介護日記

 

 2008年3月10日 東京大空襲満63年の日に

 札幌は2月末に毎日雪が降り、除雪が追いつかず、道路や交差点は雪の山です。夜は氷点下、日中は気温が上がるので歩道の雪もシャーベット状態、和子の車椅子散歩はまだまだ先になりそうです。

 一昨年の秋、私は白内障の手術をしました。手術後、「世の中が明るく見える」ことを 実感しました。でも古い水晶体を取り除いて入れ替えた人工レンズは固定焦点なので、眼鏡でそれなりの対応をしているけれど、夜間の車の運転はしないようにしています。
 教え子が行っている手稲の教会の、クリスマスの時期のメサイア・コンサートに、 私はバスのパートを歌いに、和子を付き添いで連れて3年続けて参加しました。でも和子の病気が進んで、私の目のこともあり冬の外出は控えるようになって、ここ2回は行っていません。

 今年の初め、その教会の信者でプロのヴァイオリニストの方から、「和子さんが来れないなら、こちらから出張コンサートみたいな形で和子さんに生の音に触れていただくような機会は持てないかと考えているところです」という思いがけないメールがきました。
 そしてうるう2月29日の午後、このプレゼントの出前コンサートが実現しました。

 このマンションの5階の3LDKのリビングで、2年ほど前から院長の肝いりで、休日の午後、プロの演奏家のボランティアコンサートが開かれていました。デイサービスはお休みなので、ご近所の方達が30人ぐらい常連でいらしていました。今回は平日の午後なので、そのヴァイオリニストと彼女のお知り合いのプロのピアニスト、それに教会関係者が数人、そして2階でやっているデイサービスの利用者の方が十数人、介護のスタッフやナースも入れて、聴衆は20数名になりました。
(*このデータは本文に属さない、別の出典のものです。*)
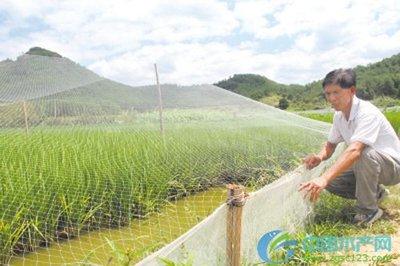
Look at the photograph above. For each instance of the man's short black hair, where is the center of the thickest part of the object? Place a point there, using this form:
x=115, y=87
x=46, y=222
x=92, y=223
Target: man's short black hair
x=345, y=78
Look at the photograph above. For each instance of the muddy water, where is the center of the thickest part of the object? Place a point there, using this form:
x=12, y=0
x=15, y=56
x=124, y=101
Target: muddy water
x=140, y=238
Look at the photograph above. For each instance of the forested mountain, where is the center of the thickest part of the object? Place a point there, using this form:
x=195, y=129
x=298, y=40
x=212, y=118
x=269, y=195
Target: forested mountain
x=379, y=82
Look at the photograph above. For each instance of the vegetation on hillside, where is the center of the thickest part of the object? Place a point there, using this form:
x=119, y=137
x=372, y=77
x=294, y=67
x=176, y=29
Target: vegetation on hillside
x=42, y=52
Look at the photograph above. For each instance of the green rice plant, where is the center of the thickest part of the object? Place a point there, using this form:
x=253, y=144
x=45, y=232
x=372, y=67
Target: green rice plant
x=61, y=182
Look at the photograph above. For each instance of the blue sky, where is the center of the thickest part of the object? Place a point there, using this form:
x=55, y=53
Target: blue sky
x=204, y=41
 曲目はベートーヴェンのヴァイオリンソナタ第5番、スプリングソナタと呼ばれる、 春の到来を予感させる明るい曲です。ベートーヴェンのソナタの中で、いちばん親しまれている曲でしょう。2曲目はシューマンのピアノ曲集「子どもの情景」から、 これもよく知られている「トロイメライ」でした。ドイツ語のトラウム:夢から派生した“夢見ごこち”という意味です。3曲目はブラームスのヴァイオリンソナタ第1番「雨の歌」の第1楽章でした。この曲は第3楽章に彼の歌曲「雨の歌」が使われているので、全体が「雨の歌」と呼ばれています。

 デイサービスの利用者の方は和子より高年齢の方が多いし、日頃クラシック音楽に接する機会のない方が多いのでしょうが、それでも心地よく聴いて頂けたと思います。痰の吸引機も用意して頂いたのですが、和子は痰のからみもなく、40分を無事聴き終えました。ヴァイオリニストの方が、ベートーヴェン、シューマン、 ブラームスと20歳ぐらいずつ歳が違って現れた3世代の違いを解説されていました。私の余計な蛇足を付け加えれば、この日の音楽会は古典派からロマン派への移行期の音楽会でした。

 和子は元気です。大脳の神経繊維が消失して脳脊髄液で満たされ、海馬も痕跡だけというCT所見では信じられない程、顔の表情も普通で色艶も良く、健康に見えます。血液検査も全く問題ありません。
 食事はメーカーが出している栄養剤ではなく、私と同じ物をミキサーにかけて、裏ごしをして胃瘻のボタン孔から注入チップで入れています。手間はかかるけれど、それが元気のもとだと思うので。
 そして1日の半分は車椅子で過ごさせていること。内臓の病気ではないのだから、ベッドにいる理由はありません。車椅子でも眠っていることが多いのだけど。

 以前にきてくれていた理学療法士のスペシャリストの話では、体に負荷をかけないで寝ている状態が、いちばん良くないということです。若年性アルツハイマーの方の死因は、大半が感染症です。ベッドに寝ている状態がいちばん無防備な状態だということがわかります。和子が尿路感染で救急車で入院してから満2年無事に過ぎました。毎日車椅子散歩ができる春が待ち遠しいです。

 地球温暖化や、原発銀座の地下の活断層や、いろいろ問題はたくさんあります。私たちが生きている間に地球は人間も含めて動植物が住めない天体になるのではないかという危惧さえ感じます。いろいろ書きたいけれど、また次の機会に。